Here in the UK, the team at Riversimple are working on the Rasa from their Welsh base. This experimental car uses a low-powered hydrogen fuel cell and a body made from lightweight composites. The prototype is thought to have a range of 300 miles with zero emissions. Public opinion has so far been positive.

More than cars

It’s not just in the consumer cars market where hydrogen power has been gaining momentum. Still in vehicle production, the Alstom Coradia iLint is the world’s first hydrogen-powered train, manufactured in Germany where it has entered commercial service (as of September 2018).

The European Marine Energy Centre Ltd, based in Orkney, Scotland, is very much at the forefront of innovation when it comes to hydrogen-based projects. It’s working on building a Hydrogen Territory in the Orkney Islands, as part of the EU’s Building Innovative Green Hydrogen systems in an Isolated Territory (BIG HIT) project.

The island uses wind and tidal generators to create energy, but due to its location in the stormy seas, there is often more energy created than the power grid can accept. Being able to harness this energy and store it reduces a reliance on fossil fuels. By splitting the collected water into hydrogen and oxygen, then storing the hydrogen as compressed gas, the energy can be used at a later date in fuel cells as power for vehicles and heating systems, for example.

The hydrogen advantage

Hydrogen is a clean energy source that can be produced from renewable energy or nuclear energy. From an economic point of view, it can be produced in volume within the UK, without relying on foreign imported oil. Hydrogen has natural advantages by being the lightest element, but also the highest energy content of any common fuel by weight. The only by-products of hydrogen fuel cells are pure water and heat.

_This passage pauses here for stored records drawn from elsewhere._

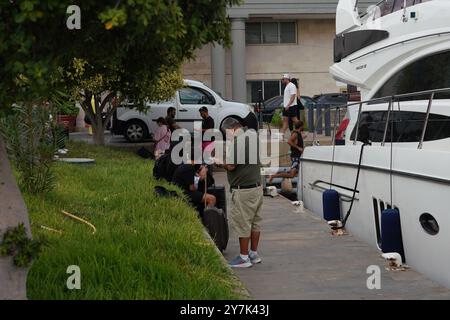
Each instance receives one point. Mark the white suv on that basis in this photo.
(137, 126)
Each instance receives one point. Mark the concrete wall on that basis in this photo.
(307, 60)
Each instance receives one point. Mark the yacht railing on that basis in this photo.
(431, 94)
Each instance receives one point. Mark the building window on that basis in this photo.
(271, 32)
(263, 89)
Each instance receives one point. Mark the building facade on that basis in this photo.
(270, 38)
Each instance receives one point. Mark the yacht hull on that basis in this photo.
(418, 187)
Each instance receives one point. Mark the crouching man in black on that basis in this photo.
(191, 178)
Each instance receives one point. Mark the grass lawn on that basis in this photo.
(145, 247)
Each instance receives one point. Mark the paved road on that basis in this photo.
(301, 260)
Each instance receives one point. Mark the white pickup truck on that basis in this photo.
(136, 126)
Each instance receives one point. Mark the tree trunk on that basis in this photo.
(98, 134)
(12, 212)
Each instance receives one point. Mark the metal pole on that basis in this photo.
(336, 112)
(328, 121)
(311, 117)
(425, 125)
(357, 124)
(319, 118)
(387, 123)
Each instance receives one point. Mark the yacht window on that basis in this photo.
(389, 6)
(431, 72)
(191, 95)
(407, 127)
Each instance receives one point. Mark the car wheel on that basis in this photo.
(237, 118)
(135, 131)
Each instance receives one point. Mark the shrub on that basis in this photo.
(32, 140)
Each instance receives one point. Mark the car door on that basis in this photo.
(191, 99)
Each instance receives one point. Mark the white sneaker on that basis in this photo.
(254, 258)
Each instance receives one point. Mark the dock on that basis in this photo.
(303, 261)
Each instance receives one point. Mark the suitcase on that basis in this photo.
(216, 223)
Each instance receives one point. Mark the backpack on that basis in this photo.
(216, 222)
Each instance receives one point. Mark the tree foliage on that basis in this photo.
(126, 46)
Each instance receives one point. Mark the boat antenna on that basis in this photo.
(391, 159)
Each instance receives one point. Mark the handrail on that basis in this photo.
(437, 34)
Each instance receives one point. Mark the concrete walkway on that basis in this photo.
(301, 260)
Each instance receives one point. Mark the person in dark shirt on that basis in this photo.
(190, 178)
(297, 145)
(170, 119)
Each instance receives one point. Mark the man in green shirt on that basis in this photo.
(244, 178)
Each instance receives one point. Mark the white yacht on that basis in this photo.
(398, 54)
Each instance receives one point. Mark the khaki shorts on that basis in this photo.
(245, 212)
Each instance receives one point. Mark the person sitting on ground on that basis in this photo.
(297, 146)
(161, 137)
(188, 177)
(170, 119)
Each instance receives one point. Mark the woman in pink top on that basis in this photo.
(162, 137)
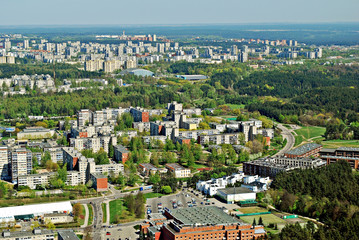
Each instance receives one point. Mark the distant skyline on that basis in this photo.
(167, 12)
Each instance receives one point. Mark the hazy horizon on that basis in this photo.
(161, 12)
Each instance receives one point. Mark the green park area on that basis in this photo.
(153, 195)
(89, 206)
(104, 218)
(308, 133)
(267, 219)
(246, 210)
(340, 143)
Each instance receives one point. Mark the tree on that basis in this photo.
(166, 189)
(260, 221)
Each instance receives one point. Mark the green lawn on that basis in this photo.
(152, 195)
(267, 219)
(252, 209)
(340, 143)
(89, 206)
(104, 212)
(310, 132)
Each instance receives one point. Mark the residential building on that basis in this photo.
(236, 194)
(4, 163)
(178, 171)
(306, 150)
(36, 234)
(272, 166)
(21, 163)
(348, 154)
(35, 133)
(121, 154)
(99, 181)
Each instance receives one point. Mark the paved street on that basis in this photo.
(287, 134)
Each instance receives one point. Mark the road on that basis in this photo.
(86, 215)
(287, 134)
(96, 227)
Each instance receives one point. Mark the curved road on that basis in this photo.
(287, 134)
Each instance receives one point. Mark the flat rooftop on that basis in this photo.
(304, 149)
(237, 190)
(211, 215)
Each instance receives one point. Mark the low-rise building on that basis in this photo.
(35, 133)
(348, 154)
(178, 171)
(272, 166)
(306, 150)
(236, 194)
(99, 182)
(36, 234)
(121, 154)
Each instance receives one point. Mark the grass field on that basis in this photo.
(116, 208)
(252, 209)
(104, 216)
(267, 219)
(340, 143)
(152, 195)
(310, 132)
(89, 206)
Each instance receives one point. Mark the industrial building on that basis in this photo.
(200, 223)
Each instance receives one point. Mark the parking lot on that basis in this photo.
(125, 231)
(184, 199)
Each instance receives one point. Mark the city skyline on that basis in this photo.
(160, 12)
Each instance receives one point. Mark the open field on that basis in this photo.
(310, 132)
(252, 210)
(267, 219)
(116, 208)
(340, 143)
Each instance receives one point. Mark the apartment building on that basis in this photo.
(140, 114)
(178, 171)
(217, 139)
(4, 163)
(21, 163)
(33, 180)
(348, 154)
(121, 154)
(306, 150)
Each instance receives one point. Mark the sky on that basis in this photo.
(170, 12)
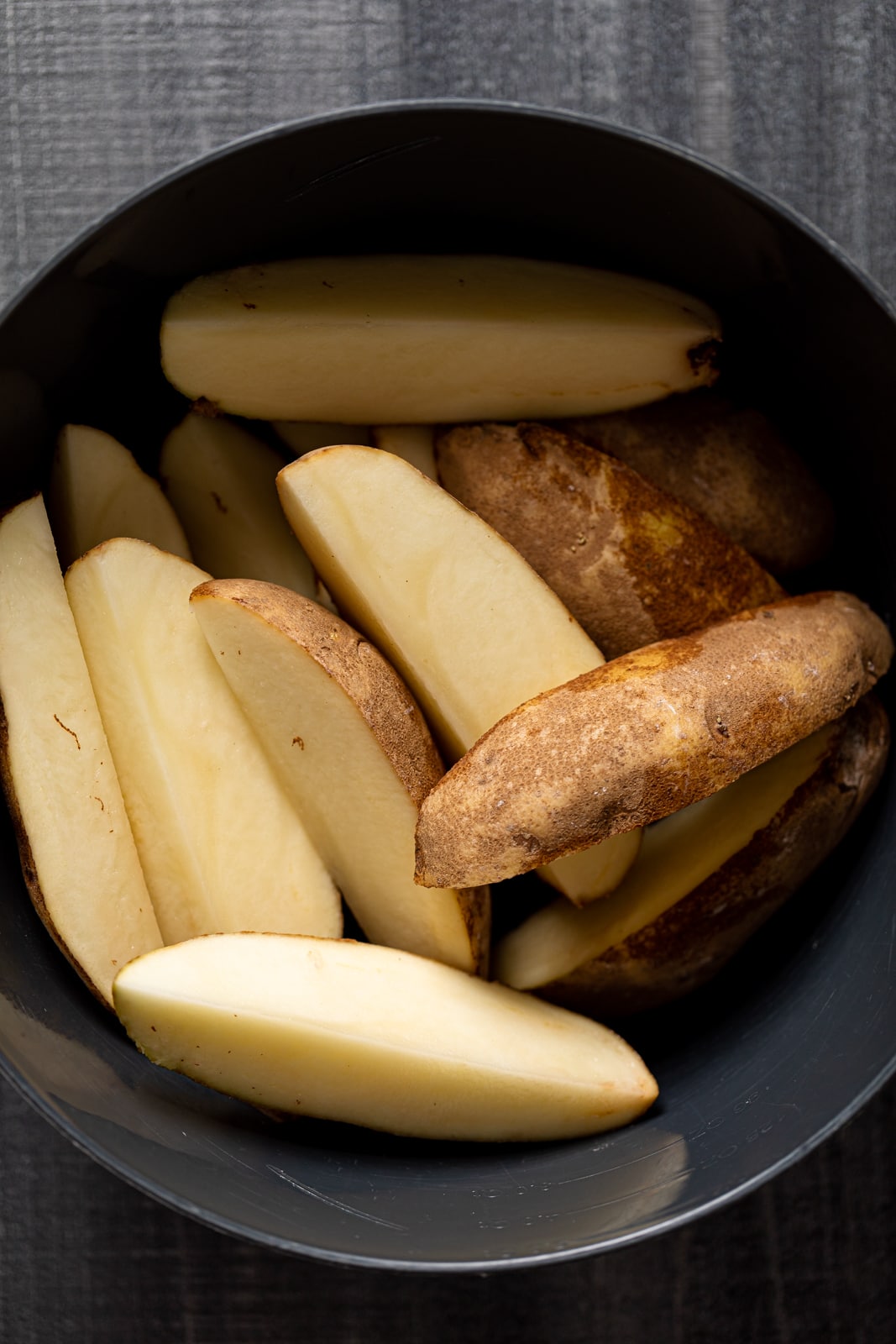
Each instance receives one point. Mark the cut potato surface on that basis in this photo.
(97, 491)
(222, 481)
(631, 564)
(469, 625)
(76, 851)
(221, 846)
(647, 734)
(416, 339)
(705, 878)
(354, 754)
(380, 1038)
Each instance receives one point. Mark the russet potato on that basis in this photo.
(221, 846)
(354, 754)
(421, 340)
(705, 878)
(380, 1038)
(97, 491)
(631, 564)
(468, 624)
(78, 855)
(222, 481)
(731, 465)
(645, 736)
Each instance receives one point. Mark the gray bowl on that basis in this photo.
(754, 1070)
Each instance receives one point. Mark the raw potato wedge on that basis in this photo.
(304, 438)
(731, 465)
(705, 878)
(76, 851)
(421, 340)
(380, 1038)
(352, 753)
(647, 734)
(414, 443)
(221, 844)
(631, 564)
(222, 481)
(468, 624)
(97, 492)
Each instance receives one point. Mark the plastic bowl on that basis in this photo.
(801, 1030)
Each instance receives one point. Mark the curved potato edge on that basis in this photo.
(694, 940)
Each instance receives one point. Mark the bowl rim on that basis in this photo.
(732, 179)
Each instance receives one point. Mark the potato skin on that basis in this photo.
(631, 564)
(647, 734)
(731, 465)
(691, 941)
(371, 682)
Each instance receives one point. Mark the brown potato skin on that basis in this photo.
(371, 682)
(692, 941)
(731, 465)
(631, 564)
(645, 736)
(27, 862)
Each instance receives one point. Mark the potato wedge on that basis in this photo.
(468, 624)
(731, 465)
(97, 491)
(631, 564)
(354, 754)
(380, 1038)
(421, 340)
(219, 842)
(222, 481)
(647, 734)
(78, 855)
(705, 878)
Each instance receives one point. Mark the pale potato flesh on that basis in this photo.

Hydrogen is already the fuel of choice of the NASA space program. Not only can it deliver the required energy to power the shuttle or rocket, it also powers the electrical systems and produces pure water for drinking.

Over the next few years, we’re likely to see hydrogen being used in more experimental ways. It has the potential to become as important an energy carrier as electricity. Japan may have set its sights on being the world’s first ‘hydrogen society’, but it’s likely that other countries will follow suit.